Synthia scrunched up her face in confusion. "Huh?"

"Moriah called her tonight. Monterrius cooked some noodles and burnt the pot. She wasn't going to answer the phone, though, even with Moriah calling back-to-back. I got in her shit. Yolanda heard a mouthful from me too, but she wasn't there when none of that shit happened. Yolanda didn't pull up until later on. You were the best thing that ever happened to your little cousins—more like a big sister than anything else. You think I want to be 'round that type of bitch? She wouldn't save her sisters and brothers from a burning building if it meant she had to. That's a selfish ass bitch, and I don't feel sorry for what we're doing, so you shouldn't either."

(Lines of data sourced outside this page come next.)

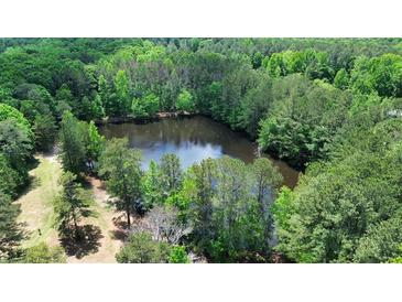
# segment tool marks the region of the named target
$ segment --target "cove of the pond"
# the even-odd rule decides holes
[[[142,166],[146,169],[151,160],[159,160],[165,153],[174,153],[184,169],[204,159],[222,155],[251,163],[258,148],[246,134],[235,132],[229,127],[203,116],[165,118],[149,123],[106,123],[99,131],[107,139],[124,138],[132,148],[142,151]],[[283,184],[294,187],[298,172],[285,162],[269,158],[283,175]]]

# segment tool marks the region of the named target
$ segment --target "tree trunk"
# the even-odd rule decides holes
[[[130,229],[131,220],[130,220],[130,208],[129,207],[126,208],[126,214],[127,214],[127,227],[128,227],[128,229]]]

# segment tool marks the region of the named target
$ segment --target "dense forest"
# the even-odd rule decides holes
[[[264,158],[184,170],[166,154],[143,171],[97,129],[161,112],[246,132],[298,184]],[[126,215],[118,262],[402,262],[401,39],[1,39],[2,262],[66,259],[66,245],[22,245],[15,203],[55,144],[62,244],[87,239],[90,175]]]

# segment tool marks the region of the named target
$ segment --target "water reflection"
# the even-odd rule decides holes
[[[108,139],[127,137],[132,148],[142,150],[144,169],[151,160],[157,162],[165,153],[175,153],[183,168],[207,158],[218,159],[222,155],[250,163],[257,154],[257,145],[245,136],[199,116],[164,119],[145,125],[106,125],[99,130]],[[284,184],[293,187],[297,182],[297,172],[284,162],[272,161],[281,171]]]

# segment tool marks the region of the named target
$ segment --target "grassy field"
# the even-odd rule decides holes
[[[58,180],[62,175],[61,164],[52,157],[37,155],[39,165],[30,171],[32,183],[18,203],[21,205],[19,220],[25,224],[28,239],[23,247],[31,247],[41,241],[50,246],[58,245],[57,233],[53,228],[53,199],[59,191]]]
[[[59,246],[57,231],[54,228],[55,214],[53,201],[61,187],[58,180],[62,175],[62,165],[56,157],[36,155],[39,165],[30,171],[32,183],[17,203],[21,205],[19,222],[25,224],[28,238],[22,247],[32,247],[42,241],[48,246]],[[121,241],[115,238],[118,228],[113,224],[120,216],[107,204],[108,195],[101,182],[88,179],[88,188],[94,196],[91,209],[94,217],[86,218],[83,225],[93,230],[90,245],[77,247],[74,255],[69,255],[67,262],[116,262],[115,255],[121,246]],[[89,239],[88,239],[89,241]]]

"A fire, and you're just now saying something?" she shrieked, her eyes widening. She yanked her wrist—forgetting again that the cuffs were off—and took a step back. "Romelo, what the fuck!"

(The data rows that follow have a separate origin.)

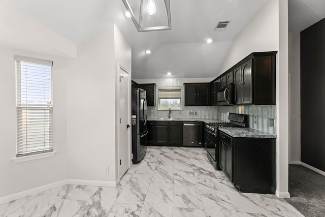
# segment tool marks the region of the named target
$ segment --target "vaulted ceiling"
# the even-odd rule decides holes
[[[172,29],[139,33],[121,0],[7,0],[75,44],[116,23],[132,46],[133,78],[216,77],[233,41],[268,1],[171,0]],[[289,9],[290,32],[325,17],[322,0],[289,0]],[[214,30],[228,20],[226,30]]]

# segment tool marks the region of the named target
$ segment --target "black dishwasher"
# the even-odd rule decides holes
[[[183,145],[202,147],[203,127],[202,122],[184,122],[183,123]]]

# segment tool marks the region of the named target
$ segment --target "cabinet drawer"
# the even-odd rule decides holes
[[[181,126],[183,125],[183,121],[170,121],[170,126]]]
[[[156,121],[156,126],[168,126],[168,121]]]
[[[220,131],[219,132],[219,139],[223,141],[228,145],[233,145],[232,138]]]

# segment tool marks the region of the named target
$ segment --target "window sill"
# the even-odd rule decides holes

"Chill out. I told you they're safe. They're at my house."

"I wouldn't trust that she's watching them, though. Even with her being there, they're responsible for themselves." She sighed, the weight of worry settling on her shoulders.

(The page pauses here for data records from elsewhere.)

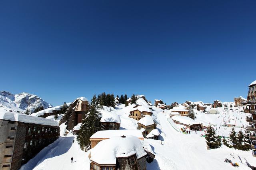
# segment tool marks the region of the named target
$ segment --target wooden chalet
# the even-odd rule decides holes
[[[152,116],[145,115],[138,121],[138,129],[142,131],[144,137],[156,128],[156,123]]]
[[[59,136],[55,121],[0,112],[0,169],[19,169]]]
[[[59,125],[66,122],[67,129],[72,129],[75,126],[82,123],[88,110],[89,103],[87,99],[84,97],[77,98],[70,104],[60,121]]]
[[[251,135],[250,136],[250,144],[252,146],[252,155],[256,157],[256,147],[253,143],[256,143],[256,80],[253,82],[249,85],[249,91],[247,96],[247,100],[242,102],[244,107],[244,112],[248,113],[246,117],[246,121],[249,124],[246,128],[251,131]],[[254,147],[253,147],[252,146]]]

She was getting herself all worked up over nothing. I could tell. Her breathing quickened, and her hands started trembling.

"We'll figure something out," I said, stepping closer and placing my hands on her shoulders. Grounding her.

"I've always been their primary caregiver—helping them with homework and everything else. Yolanda and Trecee are just unfit placeholders. I wouldn't blink for two seconds with them around and trust that they'd care for them. They're good kids, you know." Her voice cracked. "When Yolanda put me out, it hurt them the most. They were losing something too, and all my auntie cared about was losing funds that she wasn't puttingtoward her household or on me anyway. I cried for days after that—not because of the circumstances she put me in, but because I knew the outcome. My cousins would get mistreated. There wouldn't be any home-cooked meals anymore, clean clothes for the school week, or making sure they'd get their homework done right. Yolanda would chase men all the time and bring them over. Trecee wanted out, and we'd talk about it all the time. That girl used to be my best friend. I could vent to her about anything, but when she met you, all of that changed. I hated you for that because you played a part in it. I told myself, if a man changes you and has you imitating something or someone else, then he's no good for you."

Her words hung in the air between us—heavy, honest, raw.

"You got that shit all wrong," I said quietly.

"I know that now." She nodded, her eyes glistening with unshed tears.

We stood there for a moment, the night wrapping around us like a blanket. The compound was silent except for the sound of crickets and the distant hum of Roxx's generator.